Electrical stimulation of the lower sphincter appears to be safe and effective in patients with refractory gastroesophageal reflux disease, according to an interim analysis of a multicenter trial.
These findings follow results from a single-center study that previously demonstrated that electrical stimulation improved long-term outcomes in refractory gastroesophageal reflux disease.
“This technology is one we’re considering to answer the needs of those who get insufficient relief from proton pump inhibitors (PPIs), without the adverse effects and complexity of the established surgical procedure,” Edy Soffer, MD, from the Keck School of Medicine in Los Angeles, told Medscape Medical News.
Dr. Soffer presented the research here at the American College of Gastroenterology (ACG) 2013 Annual Scientific Meeting and Postgraduate Course.
PPIs are the standard of care for gastroesophageal reflux disease, but as many as 40% of patients do not have a satisfactory response to treatment. Another alternative is Nissen fundoplication, a surgical procedure to reinforce the lower esophageal sphincter, but it can have side effects and sometimes needs to be repeated.

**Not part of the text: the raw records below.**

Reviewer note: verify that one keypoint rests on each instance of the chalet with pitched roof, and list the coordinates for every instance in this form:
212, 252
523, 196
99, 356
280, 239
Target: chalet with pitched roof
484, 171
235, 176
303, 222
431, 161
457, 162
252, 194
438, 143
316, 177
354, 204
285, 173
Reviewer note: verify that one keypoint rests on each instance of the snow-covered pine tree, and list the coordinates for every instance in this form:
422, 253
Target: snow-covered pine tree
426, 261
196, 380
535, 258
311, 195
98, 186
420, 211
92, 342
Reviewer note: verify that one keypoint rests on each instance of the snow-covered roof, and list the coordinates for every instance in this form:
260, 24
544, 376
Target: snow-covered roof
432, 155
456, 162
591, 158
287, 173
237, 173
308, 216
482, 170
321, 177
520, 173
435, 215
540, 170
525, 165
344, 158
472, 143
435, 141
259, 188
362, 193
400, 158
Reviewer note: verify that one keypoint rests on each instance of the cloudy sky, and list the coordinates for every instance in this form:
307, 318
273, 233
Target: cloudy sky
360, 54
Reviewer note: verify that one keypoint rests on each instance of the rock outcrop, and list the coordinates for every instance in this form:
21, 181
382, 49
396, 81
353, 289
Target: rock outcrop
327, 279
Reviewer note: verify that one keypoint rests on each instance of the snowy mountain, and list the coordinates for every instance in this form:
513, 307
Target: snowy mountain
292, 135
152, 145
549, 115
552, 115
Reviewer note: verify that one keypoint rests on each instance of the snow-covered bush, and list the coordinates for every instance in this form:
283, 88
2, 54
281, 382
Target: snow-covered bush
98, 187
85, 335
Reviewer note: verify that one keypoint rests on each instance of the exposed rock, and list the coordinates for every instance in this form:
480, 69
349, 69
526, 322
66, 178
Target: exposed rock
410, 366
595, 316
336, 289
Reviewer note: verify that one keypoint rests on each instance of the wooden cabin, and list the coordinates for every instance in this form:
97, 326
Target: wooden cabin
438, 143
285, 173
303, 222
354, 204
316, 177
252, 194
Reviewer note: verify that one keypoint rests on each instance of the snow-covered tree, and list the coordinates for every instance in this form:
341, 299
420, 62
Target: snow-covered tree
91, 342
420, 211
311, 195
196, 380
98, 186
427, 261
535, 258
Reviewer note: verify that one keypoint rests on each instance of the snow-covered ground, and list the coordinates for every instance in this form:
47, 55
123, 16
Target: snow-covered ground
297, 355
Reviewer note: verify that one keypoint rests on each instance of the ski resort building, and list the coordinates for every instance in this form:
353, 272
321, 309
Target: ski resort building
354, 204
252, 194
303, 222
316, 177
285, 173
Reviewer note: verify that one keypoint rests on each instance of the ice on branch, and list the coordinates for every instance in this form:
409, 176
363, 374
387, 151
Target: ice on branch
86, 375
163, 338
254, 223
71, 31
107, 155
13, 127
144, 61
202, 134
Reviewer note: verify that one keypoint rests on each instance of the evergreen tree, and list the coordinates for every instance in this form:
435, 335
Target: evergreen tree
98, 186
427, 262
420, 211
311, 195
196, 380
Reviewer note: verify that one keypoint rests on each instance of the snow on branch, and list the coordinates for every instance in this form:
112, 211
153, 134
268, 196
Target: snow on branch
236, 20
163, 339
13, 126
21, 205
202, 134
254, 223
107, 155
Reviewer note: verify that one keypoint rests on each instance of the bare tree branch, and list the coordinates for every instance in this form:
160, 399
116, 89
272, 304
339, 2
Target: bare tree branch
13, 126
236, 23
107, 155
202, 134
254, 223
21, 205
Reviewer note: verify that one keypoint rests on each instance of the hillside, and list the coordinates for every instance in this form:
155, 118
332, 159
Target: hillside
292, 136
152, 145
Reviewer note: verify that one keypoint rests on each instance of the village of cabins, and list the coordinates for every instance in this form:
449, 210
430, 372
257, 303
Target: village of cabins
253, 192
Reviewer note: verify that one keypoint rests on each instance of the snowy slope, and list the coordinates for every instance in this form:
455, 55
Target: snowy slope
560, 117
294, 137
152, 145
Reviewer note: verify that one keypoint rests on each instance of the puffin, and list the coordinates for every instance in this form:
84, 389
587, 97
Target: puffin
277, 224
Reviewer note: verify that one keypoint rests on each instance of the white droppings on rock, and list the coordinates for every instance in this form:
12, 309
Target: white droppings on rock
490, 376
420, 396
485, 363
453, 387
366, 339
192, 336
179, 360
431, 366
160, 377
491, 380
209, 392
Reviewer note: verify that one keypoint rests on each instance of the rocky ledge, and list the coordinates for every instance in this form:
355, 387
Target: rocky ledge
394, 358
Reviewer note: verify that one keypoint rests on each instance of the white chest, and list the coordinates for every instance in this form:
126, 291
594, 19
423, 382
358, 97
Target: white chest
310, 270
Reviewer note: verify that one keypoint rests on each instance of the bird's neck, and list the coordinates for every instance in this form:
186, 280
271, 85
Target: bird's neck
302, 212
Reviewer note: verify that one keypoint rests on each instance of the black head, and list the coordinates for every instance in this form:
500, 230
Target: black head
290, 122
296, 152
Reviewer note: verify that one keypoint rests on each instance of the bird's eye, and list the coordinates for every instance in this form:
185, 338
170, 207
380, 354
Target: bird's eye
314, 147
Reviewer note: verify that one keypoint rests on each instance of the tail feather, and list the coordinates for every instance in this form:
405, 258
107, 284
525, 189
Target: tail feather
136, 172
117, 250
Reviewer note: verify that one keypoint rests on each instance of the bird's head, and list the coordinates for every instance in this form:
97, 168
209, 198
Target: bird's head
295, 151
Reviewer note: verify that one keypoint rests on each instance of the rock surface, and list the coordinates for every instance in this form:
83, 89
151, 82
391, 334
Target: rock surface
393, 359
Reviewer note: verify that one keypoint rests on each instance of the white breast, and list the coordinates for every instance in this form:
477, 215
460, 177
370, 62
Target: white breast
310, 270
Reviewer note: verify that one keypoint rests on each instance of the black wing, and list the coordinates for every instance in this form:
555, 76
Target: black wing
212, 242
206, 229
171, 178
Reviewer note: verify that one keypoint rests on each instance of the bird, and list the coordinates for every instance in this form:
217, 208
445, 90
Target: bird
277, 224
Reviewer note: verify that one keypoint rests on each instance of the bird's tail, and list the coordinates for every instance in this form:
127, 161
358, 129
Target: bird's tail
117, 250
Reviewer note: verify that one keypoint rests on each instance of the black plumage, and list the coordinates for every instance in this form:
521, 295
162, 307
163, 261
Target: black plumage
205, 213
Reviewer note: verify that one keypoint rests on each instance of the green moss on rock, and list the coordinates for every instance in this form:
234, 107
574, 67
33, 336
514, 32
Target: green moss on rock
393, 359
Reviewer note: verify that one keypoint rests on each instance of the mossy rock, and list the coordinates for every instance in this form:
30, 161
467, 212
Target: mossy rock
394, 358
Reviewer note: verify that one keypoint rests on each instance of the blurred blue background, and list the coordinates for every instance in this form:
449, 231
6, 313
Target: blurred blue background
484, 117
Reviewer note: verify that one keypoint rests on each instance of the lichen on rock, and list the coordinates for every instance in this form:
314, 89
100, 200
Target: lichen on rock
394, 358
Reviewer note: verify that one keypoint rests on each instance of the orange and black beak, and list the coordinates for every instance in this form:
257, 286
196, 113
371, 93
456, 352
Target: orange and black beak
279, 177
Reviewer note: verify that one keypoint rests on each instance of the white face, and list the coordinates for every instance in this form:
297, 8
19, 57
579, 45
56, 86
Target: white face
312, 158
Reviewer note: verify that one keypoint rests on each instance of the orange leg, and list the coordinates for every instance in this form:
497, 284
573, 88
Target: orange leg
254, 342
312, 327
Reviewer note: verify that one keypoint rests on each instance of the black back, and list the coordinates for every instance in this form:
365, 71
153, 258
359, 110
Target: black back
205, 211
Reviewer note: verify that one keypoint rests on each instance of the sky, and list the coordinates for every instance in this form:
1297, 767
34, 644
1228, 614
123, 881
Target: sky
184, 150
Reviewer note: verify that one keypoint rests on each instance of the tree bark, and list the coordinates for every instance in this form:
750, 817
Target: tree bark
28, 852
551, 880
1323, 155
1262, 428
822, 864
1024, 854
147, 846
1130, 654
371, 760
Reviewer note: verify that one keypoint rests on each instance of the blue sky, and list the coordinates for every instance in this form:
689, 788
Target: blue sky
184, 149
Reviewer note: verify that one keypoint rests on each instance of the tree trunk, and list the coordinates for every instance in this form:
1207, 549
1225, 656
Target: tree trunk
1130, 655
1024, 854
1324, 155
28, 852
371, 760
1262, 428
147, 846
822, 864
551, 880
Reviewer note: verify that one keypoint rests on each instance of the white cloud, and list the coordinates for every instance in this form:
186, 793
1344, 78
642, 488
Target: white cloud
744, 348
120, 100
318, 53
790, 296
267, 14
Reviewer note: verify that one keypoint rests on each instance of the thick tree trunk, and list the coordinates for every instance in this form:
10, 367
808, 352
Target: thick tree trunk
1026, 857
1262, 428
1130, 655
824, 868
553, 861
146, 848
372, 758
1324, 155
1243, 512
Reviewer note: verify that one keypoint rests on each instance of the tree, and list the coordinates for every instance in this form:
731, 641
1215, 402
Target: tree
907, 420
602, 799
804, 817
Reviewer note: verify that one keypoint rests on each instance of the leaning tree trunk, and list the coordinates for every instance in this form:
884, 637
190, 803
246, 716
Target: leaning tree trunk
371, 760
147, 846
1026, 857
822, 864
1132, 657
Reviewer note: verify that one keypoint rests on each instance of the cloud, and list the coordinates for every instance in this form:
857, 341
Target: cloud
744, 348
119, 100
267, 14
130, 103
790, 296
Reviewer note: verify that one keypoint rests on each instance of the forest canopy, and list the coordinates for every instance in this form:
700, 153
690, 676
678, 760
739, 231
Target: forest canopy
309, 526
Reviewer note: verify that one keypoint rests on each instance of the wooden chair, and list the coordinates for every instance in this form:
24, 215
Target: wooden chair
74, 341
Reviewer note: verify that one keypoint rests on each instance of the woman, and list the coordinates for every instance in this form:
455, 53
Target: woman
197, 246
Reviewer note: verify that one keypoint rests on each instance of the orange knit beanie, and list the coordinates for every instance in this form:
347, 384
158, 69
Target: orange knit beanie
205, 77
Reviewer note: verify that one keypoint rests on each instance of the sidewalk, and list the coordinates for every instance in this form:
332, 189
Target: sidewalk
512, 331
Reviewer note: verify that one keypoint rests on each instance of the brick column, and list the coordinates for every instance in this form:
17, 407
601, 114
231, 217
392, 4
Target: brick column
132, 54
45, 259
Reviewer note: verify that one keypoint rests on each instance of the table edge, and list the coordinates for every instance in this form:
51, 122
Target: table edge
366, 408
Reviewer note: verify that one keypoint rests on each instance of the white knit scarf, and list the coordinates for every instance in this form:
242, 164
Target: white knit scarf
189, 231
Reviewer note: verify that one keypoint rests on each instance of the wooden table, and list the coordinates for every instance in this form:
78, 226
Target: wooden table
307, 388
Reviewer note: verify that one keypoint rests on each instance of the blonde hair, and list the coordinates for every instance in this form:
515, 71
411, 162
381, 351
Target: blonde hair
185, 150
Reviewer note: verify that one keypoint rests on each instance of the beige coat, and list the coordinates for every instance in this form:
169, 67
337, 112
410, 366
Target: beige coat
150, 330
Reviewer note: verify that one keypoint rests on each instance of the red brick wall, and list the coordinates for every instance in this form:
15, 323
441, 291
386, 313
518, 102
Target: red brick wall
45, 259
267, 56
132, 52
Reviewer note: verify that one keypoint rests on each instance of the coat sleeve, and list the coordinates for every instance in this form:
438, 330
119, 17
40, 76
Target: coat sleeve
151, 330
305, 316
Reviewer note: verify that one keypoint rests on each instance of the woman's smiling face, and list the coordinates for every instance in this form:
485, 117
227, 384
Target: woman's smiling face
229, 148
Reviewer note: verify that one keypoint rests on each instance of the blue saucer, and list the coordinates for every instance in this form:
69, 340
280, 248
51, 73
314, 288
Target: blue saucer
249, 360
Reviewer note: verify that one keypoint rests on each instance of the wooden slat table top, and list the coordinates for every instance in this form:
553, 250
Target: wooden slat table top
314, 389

The study included patients who had had a partial response to PPI therapy and who had health-related quality-of-life scores higher than 20 when off PPI, and a 5-point or higher improvement when on PPI.
To date, 25 participants have undergone implantation with the device. A total of 24 have remained on electrical stimulation. One patient experienced small-bowel trocar perforation during the implant procedure; this was successfully repaired, and the device was removed. In all, 20 patients have completed their 3-month evaluation, and 17 have completed their 6-month evaluation.
At both 3 months and 6 months, patients experienced an improvement in symptoms and esophageal pH, and PPIs were eliminated for the majority of the patients who reached the 6-month endpoint.
Out of a total of 50 adverse events reported in 17 patients, only 2 were serious, including the trocar perforation and an atrioventricular nodal reentrant tachycardia, which was reportedly not device- or procedure-related.
Of the other 48 events, 26 were possibly or probably related to the device or procedure, and 1 was definitely related to the procedure. The researchers noted 2 instances of mild, transient dysphagia in patients undergoing hiatus closure at the time of device implantation, but both cases resolved within 4 weeks with no intervention. There were no stimulation-related gastrointestinal side effects or sensations.
“About two thirds of the patients in the trial have made it to 6 months, and the data pretty much follow the patterns seen in previous studies,” Dr. Soffer said. “There’s a significant and sustained improvement in the patients who have reached the endpoint. This is an open-label trial, so symptoms could be affected by the placebo effect, but acid exposure is an objective measure, and it is significantly improved.”
There have been no serious adverse events related to the device or to electrical stimulation in any of the trials to date, he pointed out.
Others said that they agree that the objective measure is key. “I think it’s a real strength of the study that they objectively quantified the amount of acid reflux before and after the intervention,” Marcelo Vela, MD, from the Baylor College of Medicine in Houston, Texas, told Medscape Medical News. “The data are encouraging, but it’s very early. It’s a multicenter trial, so it’s more robust than previous data, but we will need a sham-controlled study to see whether it really continues to look good.”
This study was funded by Endostim, which manufactures the device used in the procedure. Dr. Soffer is a shareholder in the company. Dr. Vela reports no relevant financial relationships.
American College of Gastroenterology (ACG) 2013 Annual Scientific Meeting and Postgraduate Course: Abstract 2. Presented October 14, 2013.